You must also decide whether to report your income on a cash or accrual basis, which can affect the amount you pay in taxes. The IRS defines a farmer in a broad sense, covering people who grow crops, raise livestock, and operate farms or agribusinesses such as plantations, nurseries, orchards, and ranches. However, the IRS does not include veterinarians, pet kennels, or wineries in its definition of farmers for tax purposes. For example, a farmer who produces vegetables and fruits for the market must use Schedule F to report his or her net income from the sale of those products. This includes the profits a farmer makes from selling the vegetables and fruits grown on the farm and the costs of processing the products for sale.
Additionally, farmers who receive payments from government programs, such as organic certification and disaster-related programs, also must report their shares of income on Schedule F. This can include income from payments received from government agencies or agricultural cooperatives. To help you determine which of your agricultural activities require filing a Schedule F, check out the IRS Publication 225: Farmer’s Tax Guide and speak with a local accountant. They can assist you with your tax planning and provide the tools to help you file your Schedule F correctly.
The key to successfully filing Schedule F is ensuring that you accurately record your business expenses and revenues for the year. This is important because you can then use this information to determine the profit or loss for your farm for tax purposes. Schedule F is one of several forms that farmers must fill out when they file their tax returns with the IRS. The other forms include Forms 1040, 1040NR, 1041, 1065, or 1065-B.
What can I report on Schedule F?
Aside from deductible costs and expenses, you can also claim reimbursed expenses as income on your Schedule F. This may include things like the cost of organic certification and refunds from government programs.
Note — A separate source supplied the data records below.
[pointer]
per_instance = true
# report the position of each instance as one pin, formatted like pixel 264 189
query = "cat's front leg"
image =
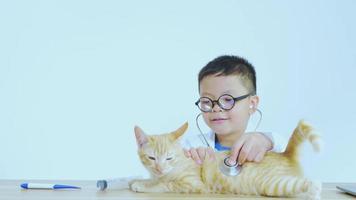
pixel 148 186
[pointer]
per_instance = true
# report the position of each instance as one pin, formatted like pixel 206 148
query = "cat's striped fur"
pixel 279 174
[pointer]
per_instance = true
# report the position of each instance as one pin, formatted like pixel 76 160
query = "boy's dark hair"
pixel 231 65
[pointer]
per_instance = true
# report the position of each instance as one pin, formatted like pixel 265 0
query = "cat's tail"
pixel 301 133
pixel 116 183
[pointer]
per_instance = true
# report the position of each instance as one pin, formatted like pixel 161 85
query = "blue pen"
pixel 47 186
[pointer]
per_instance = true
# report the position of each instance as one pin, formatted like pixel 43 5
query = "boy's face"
pixel 227 121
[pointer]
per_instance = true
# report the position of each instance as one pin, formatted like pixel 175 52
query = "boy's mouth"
pixel 218 120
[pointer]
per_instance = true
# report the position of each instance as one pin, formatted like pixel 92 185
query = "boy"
pixel 227 88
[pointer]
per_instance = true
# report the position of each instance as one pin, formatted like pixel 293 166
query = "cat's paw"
pixel 138 186
pixel 314 190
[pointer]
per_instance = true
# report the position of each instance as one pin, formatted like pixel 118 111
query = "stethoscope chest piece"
pixel 229 170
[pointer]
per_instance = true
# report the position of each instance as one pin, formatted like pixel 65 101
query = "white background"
pixel 76 76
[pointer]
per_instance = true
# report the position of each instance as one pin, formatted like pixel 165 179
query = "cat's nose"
pixel 159 169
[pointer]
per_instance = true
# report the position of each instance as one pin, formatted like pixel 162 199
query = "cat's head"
pixel 160 154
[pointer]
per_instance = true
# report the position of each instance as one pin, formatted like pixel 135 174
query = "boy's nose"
pixel 216 108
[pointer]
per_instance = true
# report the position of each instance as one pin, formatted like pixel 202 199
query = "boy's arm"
pixel 254 145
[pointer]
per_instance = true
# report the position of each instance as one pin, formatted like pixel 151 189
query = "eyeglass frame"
pixel 236 99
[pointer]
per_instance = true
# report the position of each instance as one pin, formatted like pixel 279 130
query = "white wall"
pixel 76 76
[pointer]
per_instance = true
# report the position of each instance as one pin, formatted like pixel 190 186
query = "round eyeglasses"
pixel 225 102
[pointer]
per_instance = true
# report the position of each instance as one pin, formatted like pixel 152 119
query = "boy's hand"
pixel 198 154
pixel 250 147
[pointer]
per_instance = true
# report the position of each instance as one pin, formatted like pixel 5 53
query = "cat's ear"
pixel 141 137
pixel 180 131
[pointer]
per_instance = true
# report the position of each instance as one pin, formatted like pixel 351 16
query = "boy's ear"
pixel 180 131
pixel 141 137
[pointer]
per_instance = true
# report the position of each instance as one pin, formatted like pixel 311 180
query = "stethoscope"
pixel 225 167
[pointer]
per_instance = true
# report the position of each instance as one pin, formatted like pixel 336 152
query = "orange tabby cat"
pixel 279 174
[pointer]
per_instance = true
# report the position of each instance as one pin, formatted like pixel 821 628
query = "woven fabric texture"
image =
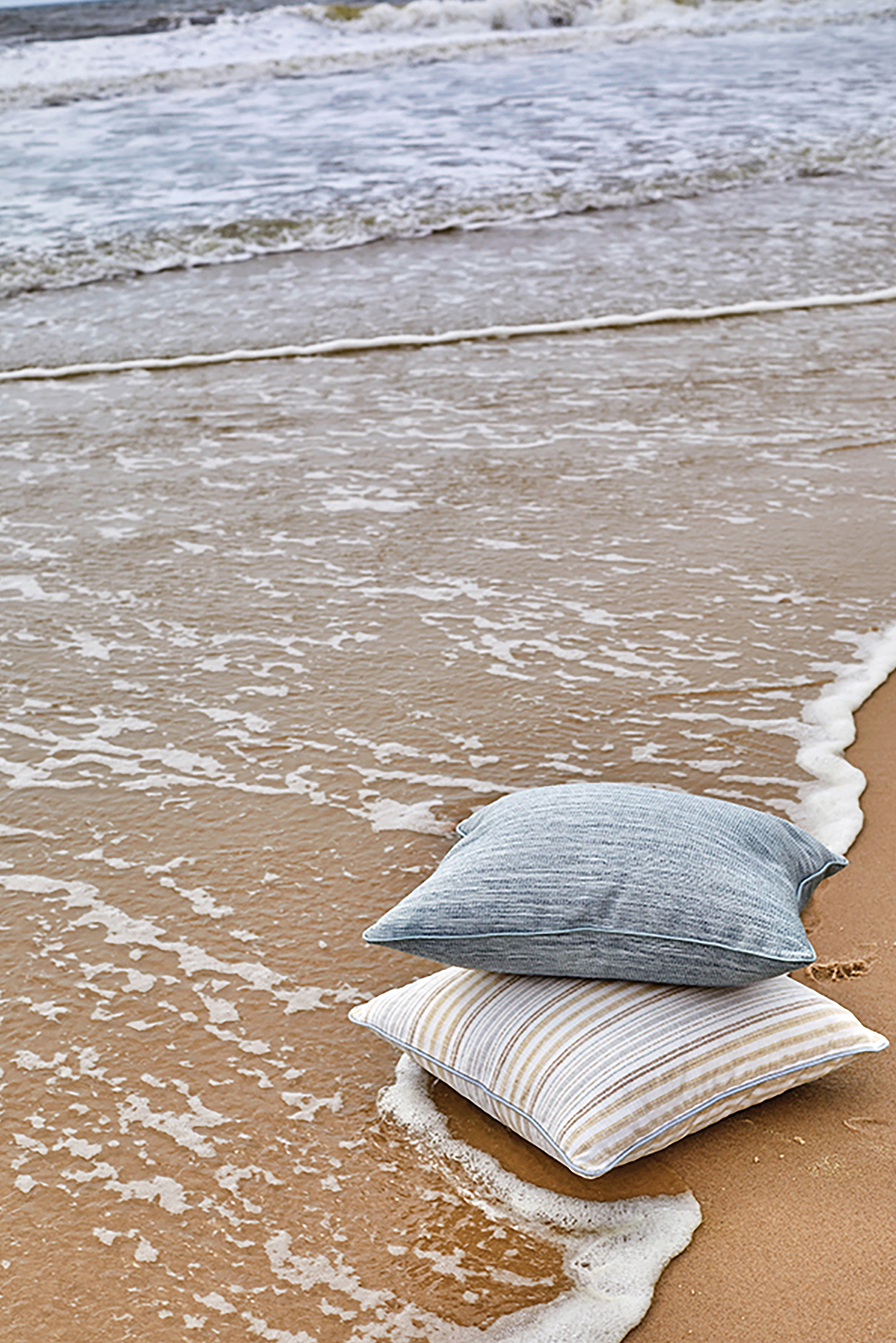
pixel 598 1074
pixel 617 881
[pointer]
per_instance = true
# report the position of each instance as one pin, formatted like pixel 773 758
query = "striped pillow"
pixel 601 1072
pixel 617 881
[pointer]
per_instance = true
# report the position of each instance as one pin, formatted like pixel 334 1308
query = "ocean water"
pixel 271 627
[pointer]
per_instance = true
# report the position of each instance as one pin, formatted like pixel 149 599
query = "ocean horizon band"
pixel 352 345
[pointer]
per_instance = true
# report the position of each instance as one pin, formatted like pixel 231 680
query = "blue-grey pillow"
pixel 617 881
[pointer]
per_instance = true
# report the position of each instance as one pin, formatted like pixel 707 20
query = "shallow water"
pixel 268 627
pixel 265 625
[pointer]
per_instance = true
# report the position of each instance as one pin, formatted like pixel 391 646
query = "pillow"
pixel 617 881
pixel 601 1072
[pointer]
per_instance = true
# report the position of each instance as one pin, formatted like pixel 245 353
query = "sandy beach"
pixel 798 1236
pixel 271 627
pixel 798 1240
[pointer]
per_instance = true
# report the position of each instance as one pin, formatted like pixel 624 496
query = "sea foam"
pixel 613 1253
pixel 829 806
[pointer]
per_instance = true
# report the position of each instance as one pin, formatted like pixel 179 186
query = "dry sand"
pixel 798 1195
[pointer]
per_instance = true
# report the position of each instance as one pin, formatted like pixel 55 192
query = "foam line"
pixel 829 806
pixel 355 345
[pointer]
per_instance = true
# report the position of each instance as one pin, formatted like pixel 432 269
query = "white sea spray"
pixel 829 808
pixel 613 1253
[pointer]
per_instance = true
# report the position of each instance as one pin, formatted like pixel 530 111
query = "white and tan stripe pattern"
pixel 601 1072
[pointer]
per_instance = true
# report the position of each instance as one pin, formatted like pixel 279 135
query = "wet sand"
pixel 798 1238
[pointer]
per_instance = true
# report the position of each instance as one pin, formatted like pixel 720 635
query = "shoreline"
pixel 798 1233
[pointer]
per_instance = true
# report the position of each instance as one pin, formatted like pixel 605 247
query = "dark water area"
pixel 84 19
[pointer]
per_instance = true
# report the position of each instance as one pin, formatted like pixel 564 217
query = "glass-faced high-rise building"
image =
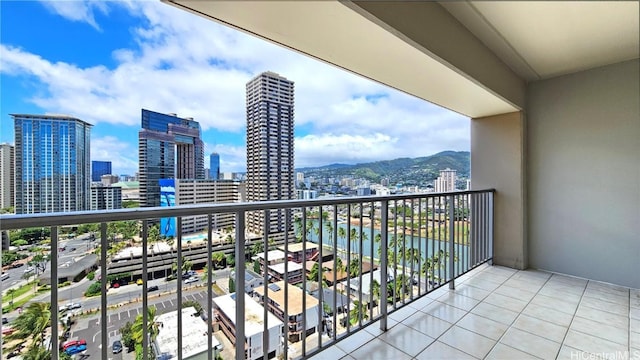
pixel 270 169
pixel 169 147
pixel 52 164
pixel 99 168
pixel 214 166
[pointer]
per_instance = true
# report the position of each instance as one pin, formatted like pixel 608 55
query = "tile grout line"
pixel 520 314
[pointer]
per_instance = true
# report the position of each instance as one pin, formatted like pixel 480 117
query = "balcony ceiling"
pixel 540 40
pixel 474 58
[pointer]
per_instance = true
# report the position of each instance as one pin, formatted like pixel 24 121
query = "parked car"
pixel 75 347
pixel 191 280
pixel 116 347
pixel 72 306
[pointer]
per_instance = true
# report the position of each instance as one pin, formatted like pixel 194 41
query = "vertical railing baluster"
pixel 360 261
pixel 145 300
pixel 320 282
pixel 103 285
pixel 239 280
pixel 335 272
pixel 209 281
pixel 266 224
pixel 384 233
pixel 286 288
pixel 452 253
pixel 54 293
pixel 179 292
pixel 304 289
pixel 491 225
pixel 372 224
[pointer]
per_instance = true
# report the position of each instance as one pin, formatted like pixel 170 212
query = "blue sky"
pixel 104 61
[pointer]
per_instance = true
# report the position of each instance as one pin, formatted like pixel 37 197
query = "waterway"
pixel 427 247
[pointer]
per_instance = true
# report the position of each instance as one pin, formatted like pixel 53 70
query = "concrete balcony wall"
pixel 497 161
pixel 583 149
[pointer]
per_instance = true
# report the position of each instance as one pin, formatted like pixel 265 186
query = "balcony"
pixel 431 241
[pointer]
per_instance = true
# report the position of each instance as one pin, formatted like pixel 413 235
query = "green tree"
pixel 218 259
pixel 342 234
pixel 37 353
pixel 358 313
pixel 152 330
pixel 127 336
pixel 32 323
pixel 354 267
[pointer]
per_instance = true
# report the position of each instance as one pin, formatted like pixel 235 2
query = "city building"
pixel 169 147
pixel 190 191
pixel 299 179
pixel 307 194
pixel 99 168
pixel 7 175
pixel 446 181
pixel 108 180
pixel 105 197
pixel 214 166
pixel 276 303
pixel 270 168
pixel 225 317
pixel 290 270
pixel 52 163
pixel 298 254
pixel 194 344
pixel 130 190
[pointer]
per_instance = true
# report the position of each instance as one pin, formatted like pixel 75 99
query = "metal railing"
pixel 362 258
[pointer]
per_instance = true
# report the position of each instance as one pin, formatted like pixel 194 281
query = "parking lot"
pixel 89 327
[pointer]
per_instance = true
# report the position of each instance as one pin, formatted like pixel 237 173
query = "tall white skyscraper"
pixel 6 176
pixel 270 169
pixel 52 163
pixel 446 181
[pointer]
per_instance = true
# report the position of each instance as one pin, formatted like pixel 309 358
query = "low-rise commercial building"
pixel 194 336
pixel 225 317
pixel 300 252
pixel 299 319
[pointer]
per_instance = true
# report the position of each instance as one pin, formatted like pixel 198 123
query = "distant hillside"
pixel 417 171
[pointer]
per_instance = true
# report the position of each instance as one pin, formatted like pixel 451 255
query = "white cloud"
pixel 194 67
pixel 123 156
pixel 73 10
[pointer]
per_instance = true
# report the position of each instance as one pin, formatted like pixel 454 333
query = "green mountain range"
pixel 407 171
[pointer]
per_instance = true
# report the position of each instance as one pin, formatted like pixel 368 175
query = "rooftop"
pixel 291 266
pixel 271 255
pixel 254 312
pixel 295 297
pixel 297 247
pixel 194 334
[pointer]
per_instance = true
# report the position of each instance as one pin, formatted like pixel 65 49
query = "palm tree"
pixel 37 353
pixel 375 292
pixel 329 228
pixel 138 331
pixel 32 323
pixel 342 234
pixel 358 313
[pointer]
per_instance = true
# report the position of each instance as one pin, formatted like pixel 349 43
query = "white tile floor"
pixel 501 313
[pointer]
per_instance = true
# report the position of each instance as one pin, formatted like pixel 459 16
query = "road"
pixel 88 327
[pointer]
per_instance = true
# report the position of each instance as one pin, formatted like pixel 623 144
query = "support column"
pixel 498 161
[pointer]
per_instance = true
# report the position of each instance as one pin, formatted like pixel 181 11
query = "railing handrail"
pixel 20 221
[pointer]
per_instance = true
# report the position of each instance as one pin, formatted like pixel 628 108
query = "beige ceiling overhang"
pixel 472 58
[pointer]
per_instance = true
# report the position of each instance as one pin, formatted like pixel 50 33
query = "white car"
pixel 191 279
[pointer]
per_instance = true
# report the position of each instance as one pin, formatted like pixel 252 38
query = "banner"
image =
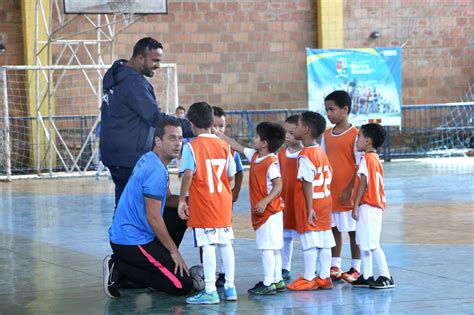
pixel 371 76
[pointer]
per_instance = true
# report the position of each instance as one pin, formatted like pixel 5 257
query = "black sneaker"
pixel 363 283
pixel 110 278
pixel 220 280
pixel 261 289
pixel 382 282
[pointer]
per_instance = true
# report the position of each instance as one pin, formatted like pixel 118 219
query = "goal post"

However, if you don’t need to reimburse yourself for expenses, you can avoid claiming these on your Schedule F. You can also reduce your expense amount by a percentage of any reimbursements you receive in the year that you file. As the owner of a farming business, you must report your gross income and total expenses on Schedule F. The income you earn includes the gross proceeds from the sale of goods, services, or crops raised on your property (including livestock and nursery products).
If your farming business generates any other forms of income, such as custom farm work or services, barter income (at fair market value), or refunds or distributions from a government program or co-op, you will need to report that income on Schedule F as well. The most common deductions on Schedule F include expenses for land, buildings, and equipment used in your farming operation. You can also claim other expenses, such as advertising, legal and professional fees, vehicle and equipment repairs and maintenance, insurance, and travel.